Aforementioned cute guy took a family picture of us. From left to right back row first, Kaitlyn, my mother Louise (Grandma Wheeze), Auntie M, me Charlotte holding Jake, front row Bekah, Haley and Mike.
Mix melted marshmallow and add sand and you have cement.
Oh no! Oscar Garfield Super Flying Cat of the World the Second got melted marshmallow on him. I cleaned him with a wipe and everyone was happy.
Mike and the sunset.
Bekah watching the sunset with Auntie M
I can see the woman she will grow into in this picture.
Cuddling with Kaitlyn.
In the foreground was an air mattress shared by me and Auntie M. In the main bed my mom and Kaitlyn slept. Out of sight on the other side of the bed was another air mattress with Haley and Bekah. We put Mike by himself on some couch cushions because he was too wiggly to share a bed with. And Jake was in the portable crib. We packed that room to the ceiling and the amount of sand in that room could have been used to build a sand castle.

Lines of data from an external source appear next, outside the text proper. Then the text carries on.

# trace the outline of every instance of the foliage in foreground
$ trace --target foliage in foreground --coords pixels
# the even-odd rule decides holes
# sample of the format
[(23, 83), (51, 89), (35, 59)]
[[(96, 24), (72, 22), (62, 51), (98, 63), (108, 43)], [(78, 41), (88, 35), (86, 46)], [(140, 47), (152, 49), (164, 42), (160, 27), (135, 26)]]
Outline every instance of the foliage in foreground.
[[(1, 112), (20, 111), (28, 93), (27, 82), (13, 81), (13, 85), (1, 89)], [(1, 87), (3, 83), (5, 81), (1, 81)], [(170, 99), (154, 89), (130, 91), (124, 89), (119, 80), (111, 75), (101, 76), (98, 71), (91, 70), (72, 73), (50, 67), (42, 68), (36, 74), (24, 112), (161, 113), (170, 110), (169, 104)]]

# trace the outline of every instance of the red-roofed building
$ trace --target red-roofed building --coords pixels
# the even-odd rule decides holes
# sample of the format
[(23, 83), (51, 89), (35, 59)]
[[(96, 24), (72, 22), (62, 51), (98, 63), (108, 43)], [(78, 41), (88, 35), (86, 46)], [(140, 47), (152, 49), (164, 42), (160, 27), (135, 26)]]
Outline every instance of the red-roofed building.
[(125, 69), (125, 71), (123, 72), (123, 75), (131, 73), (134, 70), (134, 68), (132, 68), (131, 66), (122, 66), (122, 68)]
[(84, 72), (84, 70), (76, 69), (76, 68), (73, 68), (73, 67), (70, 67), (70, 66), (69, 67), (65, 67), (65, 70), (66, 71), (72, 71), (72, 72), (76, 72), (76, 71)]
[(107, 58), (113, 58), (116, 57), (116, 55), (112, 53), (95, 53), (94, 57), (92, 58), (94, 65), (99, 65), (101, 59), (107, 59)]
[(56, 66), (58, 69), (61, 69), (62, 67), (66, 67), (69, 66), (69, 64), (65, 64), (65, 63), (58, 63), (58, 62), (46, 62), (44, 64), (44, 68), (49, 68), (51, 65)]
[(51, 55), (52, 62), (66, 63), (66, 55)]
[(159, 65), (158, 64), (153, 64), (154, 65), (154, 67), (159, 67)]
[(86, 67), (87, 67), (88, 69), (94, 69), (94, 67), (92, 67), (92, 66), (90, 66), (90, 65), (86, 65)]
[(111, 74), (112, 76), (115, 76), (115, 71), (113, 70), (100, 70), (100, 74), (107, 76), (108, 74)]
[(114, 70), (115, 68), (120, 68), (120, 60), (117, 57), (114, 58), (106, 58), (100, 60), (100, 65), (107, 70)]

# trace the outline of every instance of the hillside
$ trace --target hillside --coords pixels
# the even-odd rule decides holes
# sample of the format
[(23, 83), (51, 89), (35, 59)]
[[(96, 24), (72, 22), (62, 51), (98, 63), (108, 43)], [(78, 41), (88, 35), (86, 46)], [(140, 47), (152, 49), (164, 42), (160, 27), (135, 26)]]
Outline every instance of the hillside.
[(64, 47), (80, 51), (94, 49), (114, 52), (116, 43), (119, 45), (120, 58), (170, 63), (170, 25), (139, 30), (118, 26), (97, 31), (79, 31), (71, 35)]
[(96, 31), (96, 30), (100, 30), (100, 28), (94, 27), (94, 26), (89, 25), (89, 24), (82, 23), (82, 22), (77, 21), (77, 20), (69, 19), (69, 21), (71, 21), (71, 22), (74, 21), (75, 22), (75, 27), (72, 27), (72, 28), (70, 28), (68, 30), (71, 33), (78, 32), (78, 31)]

We had a lovely breakfast in my mom's room of bagels, fruit, donuts and coffee. Auntie M and the girls headed back to San Ramon for a swim meet and we headed to a park. After the park we had an awesome lunch where Bekah was so awful I had to yank her out of her seat and take her outside to talk. She was screaming in a very small restaurant because Mike got his lemonade before she did. People were covering their ears and staring at me. I was so embarassed. She pulled it together for our lunch but she was still fairly whiny when we took them to the Santa Cruz Beach Boardwalk.
Here is Bekah's, "No I don't want ice cream!", face. Obviously she was saying no for the sake of saying no. Who the hell says no to ice cream?! Criminally insane 3 year olds do.
This is my favorite picture from our trip. That's my mom and Mike on the Caveland Adventure Train. My mom spoiled my kids like crazy! Video games, she bought tickets for all the rides, cotton candy, ice cream, they were in Heaven! And my mom and I took turns watching the kids while we went on the Giant Dipper. She let me go first and it is still the best roller coaster in the Universe. My butt actually caught some air and my teeth rattled!